People tend to be attracted to things that live fast and die young – such is the case with perishable commodities, a topic that has gained enormous attention among air cargo carriers concerned that these high-value commodities are being siphoned off to oceanfreight.
At a packed-to-overflowing session, called “Perishables: Flying is Fresh!”, some of the world’s top experts got together to provide a snapshot of the current market, debunk some myths about modal shift and to offer advice about how all supply chain stakeholders can cooperate to maximize value and agree on performance standards.
“Modal shift is a very sexy topic,” said Natasha Solano, global business development manager, perishables logistics for Kuehne + Nagel. “It’s so interesting that the press have taken the modal shift idea and blown it all out of proportion.” The shift between air, ocean, road and rail modes is not something new and has shifted many times over the years, “but it affects only certain commodities on certain lanes,” she said.
Some commodities, she said, will always move by air, such as certain kinds of fresh fish, flowers and berries at varying times of year. In general, demand for perishable airfreight will rise along with the rise of the middle class worldwide, which demands more fresh food.

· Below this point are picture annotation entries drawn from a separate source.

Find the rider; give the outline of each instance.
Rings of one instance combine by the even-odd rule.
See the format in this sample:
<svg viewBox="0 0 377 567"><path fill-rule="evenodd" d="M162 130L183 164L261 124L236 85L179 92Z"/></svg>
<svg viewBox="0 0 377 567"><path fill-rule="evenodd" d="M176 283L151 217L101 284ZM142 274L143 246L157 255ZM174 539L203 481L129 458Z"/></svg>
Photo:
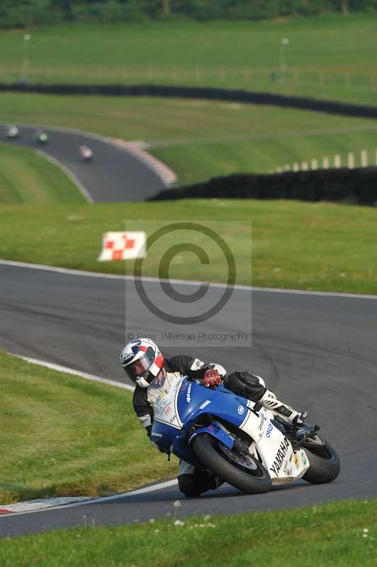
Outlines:
<svg viewBox="0 0 377 567"><path fill-rule="evenodd" d="M188 376L207 388L223 383L238 395L259 402L295 425L303 423L306 417L305 412L296 411L279 401L274 392L266 388L260 376L247 371L226 376L225 368L220 364L205 364L198 359L184 354L165 359L157 345L147 338L133 340L126 344L120 353L120 363L128 378L136 384L133 408L150 439L153 408L147 388L153 381L162 377L171 380ZM178 483L179 490L186 496L198 496L210 488L217 488L221 481L207 469L194 467L181 460Z"/></svg>

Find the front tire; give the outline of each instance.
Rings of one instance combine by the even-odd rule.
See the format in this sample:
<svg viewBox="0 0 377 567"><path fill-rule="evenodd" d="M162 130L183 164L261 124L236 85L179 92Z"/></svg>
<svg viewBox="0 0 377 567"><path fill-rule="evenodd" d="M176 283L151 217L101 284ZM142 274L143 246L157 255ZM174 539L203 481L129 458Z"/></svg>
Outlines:
<svg viewBox="0 0 377 567"><path fill-rule="evenodd" d="M310 466L303 478L311 484L331 483L340 471L340 460L337 451L330 443L325 439L322 441L325 444L318 447L305 447Z"/></svg>
<svg viewBox="0 0 377 567"><path fill-rule="evenodd" d="M261 494L271 489L269 473L252 455L239 455L208 433L194 437L191 447L202 464L240 490Z"/></svg>

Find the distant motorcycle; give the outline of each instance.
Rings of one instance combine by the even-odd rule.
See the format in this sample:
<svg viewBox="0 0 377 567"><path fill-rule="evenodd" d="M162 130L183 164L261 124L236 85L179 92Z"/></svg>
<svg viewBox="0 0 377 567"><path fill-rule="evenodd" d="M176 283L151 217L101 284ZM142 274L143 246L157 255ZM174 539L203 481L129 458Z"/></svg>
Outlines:
<svg viewBox="0 0 377 567"><path fill-rule="evenodd" d="M45 145L46 144L48 143L48 135L43 130L37 130L34 133L33 137L37 144L40 144L41 145Z"/></svg>
<svg viewBox="0 0 377 567"><path fill-rule="evenodd" d="M12 139L18 137L20 130L13 124L7 124L5 127L5 136L6 137Z"/></svg>
<svg viewBox="0 0 377 567"><path fill-rule="evenodd" d="M93 159L93 152L88 146L80 146L79 148L80 157L84 162L91 162Z"/></svg>
<svg viewBox="0 0 377 567"><path fill-rule="evenodd" d="M148 400L154 411L151 439L159 448L243 492L266 493L298 478L330 483L339 473L339 456L317 426L286 423L223 386L156 378Z"/></svg>

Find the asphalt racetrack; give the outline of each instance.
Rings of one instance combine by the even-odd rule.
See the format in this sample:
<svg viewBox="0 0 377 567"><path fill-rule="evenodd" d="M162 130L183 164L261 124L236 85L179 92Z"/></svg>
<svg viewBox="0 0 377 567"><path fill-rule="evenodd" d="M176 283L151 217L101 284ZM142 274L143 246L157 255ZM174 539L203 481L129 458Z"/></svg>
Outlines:
<svg viewBox="0 0 377 567"><path fill-rule="evenodd" d="M33 137L36 127L19 126L20 136L1 141L39 150L57 159L72 173L93 201L145 201L164 189L167 184L155 171L127 150L108 143L104 138L74 131L43 127L49 142L38 145ZM4 125L0 125L4 130ZM93 151L91 162L83 162L80 145Z"/></svg>
<svg viewBox="0 0 377 567"><path fill-rule="evenodd" d="M157 282L145 286L151 293L163 293ZM148 321L140 320L140 299L132 288L125 320L121 278L0 262L0 348L113 380L125 379L118 363L125 331L131 326L147 328ZM181 284L180 291L192 293L192 286ZM234 291L236 306L242 308L249 297L245 290ZM82 525L84 515L89 524L94 518L96 525L166 517L173 513L177 499L181 500L182 518L376 498L377 298L254 291L252 313L252 347L203 345L195 352L184 347L179 352L219 362L228 371L250 369L264 376L283 400L306 409L308 421L320 424L339 454L342 468L336 481L317 485L300 481L254 496L225 485L190 500L172 486L85 505L9 515L0 517L1 537ZM232 326L242 330L239 320L228 317L217 330ZM177 349L165 352L173 354L178 354Z"/></svg>

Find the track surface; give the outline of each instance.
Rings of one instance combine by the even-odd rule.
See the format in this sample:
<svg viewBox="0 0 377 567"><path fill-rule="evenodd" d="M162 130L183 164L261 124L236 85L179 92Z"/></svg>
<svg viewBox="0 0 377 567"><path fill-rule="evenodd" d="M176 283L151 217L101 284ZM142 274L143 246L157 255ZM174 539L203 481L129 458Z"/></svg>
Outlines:
<svg viewBox="0 0 377 567"><path fill-rule="evenodd" d="M99 137L43 127L49 135L49 143L40 146L33 138L35 128L23 125L19 130L20 137L12 140L3 137L1 141L40 150L58 159L77 177L94 201L145 201L166 188L145 163ZM91 163L79 157L79 147L83 145L93 150Z"/></svg>
<svg viewBox="0 0 377 567"><path fill-rule="evenodd" d="M128 302L125 325L124 281L0 264L0 347L125 380L118 361L125 327L134 328L138 323L144 330L147 322L138 320L139 299L129 290L133 301ZM146 288L162 293L155 283ZM185 285L180 288L182 293L192 291ZM244 305L248 297L244 292L235 294ZM218 361L229 371L249 369L265 377L283 400L307 409L310 420L320 424L340 454L342 471L334 483L310 485L298 481L255 496L225 486L192 500L182 498L174 487L118 500L1 517L0 536L82 525L83 515L89 522L94 518L97 525L164 517L173 512L177 498L182 498L181 517L376 497L376 298L254 291L252 347L186 351ZM230 324L238 329L237 321ZM223 328L229 325L227 318ZM177 351L170 349L167 354Z"/></svg>

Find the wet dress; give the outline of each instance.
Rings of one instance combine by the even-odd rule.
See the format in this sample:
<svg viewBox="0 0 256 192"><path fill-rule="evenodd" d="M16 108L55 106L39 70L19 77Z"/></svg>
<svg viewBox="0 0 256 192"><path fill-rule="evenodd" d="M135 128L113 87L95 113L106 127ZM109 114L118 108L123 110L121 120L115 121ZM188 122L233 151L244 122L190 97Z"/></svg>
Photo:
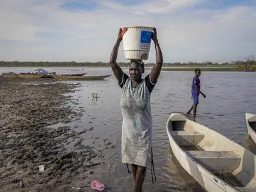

By 2050, Solano said, there will be 9 billion people on earth and demand for fresh food will be 60 percent more than it is today. “This is good news for both ocean- and airfreight.”
In his global update on emerging trends in the perishables market, Gerard de Wit, managing director of WorldACD, said that, based on the millions of air waybills WorldACD tracks each year, “perishables is where the growth is.”
De Wit’s analysis found a strong correlation between world income growth and consumption of highly perishable fresh foods, and that India and China will be the main force driving demand. “About 80 percent of perishable food today is imported by developed countries,” he said. “That is going to change dramatically,” as incomes in developing nations India and China continue to rise.
As for modal shift, commodities don’t move only from air to ocean, de Wit said. Some countries, such as Qatar, Singapore, Hong Kong, UAE and Saudi Arabia are seeing shift in the opposite direction, with more perishables shipped by air.
Frank Van Gelder, business manager for Adelantex NV, talked about the advantages of vertical integration to help reduce the huge amount of waste that occurs with perishables – sometimes as high as 50 percent for some commodities.
Recent economical optimizations in the food industry and increased customer expectations have driven logistics providers to modernize the perishables supply chain, he said. The answer, he said is to get participants in the supply chain to act more like a food company than a transportation company and focus on quality.
“Airlines today are ‘trying it fresh,’ not flying it fresh,” he said. “We don’t want to be Ostrich Airlines with our heads in the sand.”